IMC Fachhochschule Krems
- Type: Private
- Established: 1994
- Administrative staff: ~350
- Students: 3.100
- Location: Krems an der Donau, Austria
- Website: imc.ac.at

= IMC University of Applied Sciences Krems =

The IMC University of Applied Sciences Krems (IMC Hochschule für angewandte Wissenschaften Krems) is a private Austrian university. Founded in 1994, IMC Krems has three campuses in Krems, Austria.

IMC Krems offers 29 degree programs, has 3,100 students, 560 lecturers, as well over 200 partner universities in 36 countries. With three locations in and around Krems, the university offers bachelor and master's degree programs in business, health sciences and life sciences.

Besides full-time courses, some programs are also offered in a part-time format. Professional development training courses in languages and hospital hygiene are also available.

== History ==
IMC Krems was founded in 1994 as International Management Center GmbH (IMC), after the 1993 Fachhochschul-Studiengesetz Act (University of Applied Sciences Studies Act) had opened the way for private-sector institutions to provide university degree programs. It started with an English-language degree program in Tourism and Leisure Management that included a compulsory semester abroad in an internship – a first in Austria.

In 1999, IMC Krems started the Export-Oriented Management EU-ASEAN-NAFTA degree program. Two further programs, Health Management, and Business Administration and E-Business Management for SMEs, were launched in 2001. IMC Krems was awarded the status of university of applied sciences by the Austrian Federal Ministry of Education, Science and Culture in April 2002. In the same year, the Medical and Pharmaceutical Biotechnology degree program was introduced, followed by the opening of the biotechnology centre in March 2003. The IMC Krems second part-time degree program, Health Management, began in September 2003 with 30 students.

IMC Krems expanded to a second location, wings D and G at the new Campus Krems, in 2005. Degree programs in Physiotherapy and Midwifery were added to the curriculum in 2006. In 2008 the university launched the Advanced Nursing Practice bachelor program, while the Music Therapy program started in 2009. The foundation stone for the new wing G1 at Campus Krems was laid in May 2011.

IMC Krems added five master's degree programs in September 2011:

- Marketing and Sales,
- Management of Health Institutions,
- Management of SME,
- Management, and
- Regulatory Affairs.

The new Occupational Therapy bachelor's degree program also started in 2011 The following year saw the first intake of students on the General Nursing bachelor program, and on the Environmental and Sustainability Management, and Music Therapy master's degree programs.

The Business Administration bachelor program began in September 2014, followed by the International Wine Business bachelor program in September 2015. The Digital Business Innovation and Transformation master's degree program started in September 2017.
Three new degree programs started in autumn 2018: the English-language Applied Chemistry bachelor's degree programs, and two master programs, Advanced Nursing Practice and Applied Health Sciences.

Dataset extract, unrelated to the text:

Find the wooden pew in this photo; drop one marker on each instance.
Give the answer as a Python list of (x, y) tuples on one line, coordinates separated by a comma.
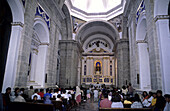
[(26, 106), (125, 109)]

One new degree program was scheduled to begin in autumn 2019: the English-language bachelor's degree program Informatics.

== Research ==

IMC Krems' research activities are funded by means of research grants and funding from companies. The Josef Ressel Centre for Personalised Therapy is an example of a research activity funded by such a grant. The Research Institute for Applied Bioanalytics and Drug Development focuses primarily on contract research for businesses. The CSR and innovation research group, part of the Department of Business, receives finance from a major research fund.

== Awards ==

- Spring 2016: IMC Krems received the highest rating in the categories student mobility, international academic staff and foreign language programs in the EU-initiated U-Multirank global university ranking..
- Spring 2016: In the CHE ranking, the English-language Medical and Pharmaceutical Biotechnology bachelor's and master's degree programs finished among the leaders 17 times in the various categories assessed. The ranking evaluated 300 universities and universities of applied sciences in the German-speaking countries according to a range of criteria.

== Accreditations ==

Evaluationsagentur Baden-Württemberg (evalag): IMC Krems’ internal quality management system has been awarded certification by evalag, an international quality assurance agency based in Baden-Württemberg, Germany.

Under the Hochschul-Qualitätssicherungsgesetz (Higher Education Quality Assurance Act), higher education institutes in Austria have to be externally audited at least every six years.
ASIIN, an agency specialising in accreditation of engineering, IT, science and mathematics degree programs, awarded its quality seal to IMC Krems’ Medical and Pharmaceutical Biotechnology program. IMC Krems was the first Austrian university to receive ASIIN certification for one of its degrees.